Though hundreds of prosecutions for criminal contempt collapsed as courts found that RCMP did not properly read the injunction to protesters, Davidson was handed a months-long sentence due to repeated violations of the injunction.
The 38-year-old was first arrested in May 2021, after she chained her neck to a gate. She was then told she was in breach of the injunction and instructed to leave by police. When RCMP returned an hour later, she was still chained to the gate and she was arrested.
She later breached her bail conditions by returning to the area for a variety of reasons, according to the sentencing decision posted on Wednesday.
In three instances, according to the decision, she returned to protest the logging. Later, in November 2021, she returned to the injunction zone to deliver food, and then returned twice in January 2022 to join a search party for a missing person.
Just before she was sentenced, Davidson said that she believed she was acting in accordance with natural law and her beliefs, an argument used in court as she lobbied for minimal jail time and community service.
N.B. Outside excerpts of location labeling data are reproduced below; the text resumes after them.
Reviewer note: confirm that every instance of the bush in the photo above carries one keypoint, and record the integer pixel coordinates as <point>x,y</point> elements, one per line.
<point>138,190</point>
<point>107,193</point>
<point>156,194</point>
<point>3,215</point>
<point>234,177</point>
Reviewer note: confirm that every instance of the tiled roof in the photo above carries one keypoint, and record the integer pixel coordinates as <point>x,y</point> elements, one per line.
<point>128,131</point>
“I would do it again, yes,” she told reporters outside the Nanaimo courthouse. “There is no price too high to protect our Mother Earth and we know it.
“The message comes from Mother Earth. It comes from forests and the Amazon, Asia, Africa — to stand up for the trees right now, before it’s too late.”
Sentencing beyond Crown recommendations
The crown was seeking 51 days of jail time, and either 75 hours of community service or a fine of $2,500.
The defence argued that, due to the non-violent nature of the violations, Davidson should serve 13 days in jail, with credit for time served resulting in one day, and a period of house arrest.
Davidson also argued that one of the mitigating factors in her sentencing was the intergenerational impact of residential schools, and the removal of Indigenous children from their homes and the resulting loss of their culture.
However, B.C. Supreme Court Chief Justice Christopher Hinkson said that an important factor in criminal contempt sentencing was the idea of “denunciation and deterrence” to prevent future contempt charges.
“The repeated and deliberate breaches of the injunction … require sanctions that are greater than probation or house arrest, and certainly must be greater than the periods of house arrest proposed by Ms. Davidson,” Hinkson wrote in his sentencing decision.
The judge said that Davidson’s sentence for each of her criminal contempt charges must be served consecutively, rather than concurrently, which resulted in a jail sentence longer than the one sought by the Crown.
Hinkson noted that her breaches of the injunction were “continuous and flagrant” and that her offences did not arise from the systemic factors noted in her background.
Upswell of community support
More than 50 people showed up to rally outside the courthouse last month, when the sentencing hearing began, to show their support for Rainbow Eyes.
“We 200 per cent stand behind her in what she’s doing and what she stands for,” said Liz Davidson, Angela’s mother. “We’re so glad that she is following her heart and her culture.”
On Wednesday, a similar turnout of supporters included Green Party Leader Elizabeth May, who said the jail time that Davidson faced was a “disproportionate enforcement of justice.”
May compared Davidson’s sentencing to previous court decisions against the RCMP, saying that the police force’s use of media exclusion zones was a much more significant violation of the Charter of Rights and Freedoms.
“We’re proud to stand in solidarity with Rainbow Eyes,” she said.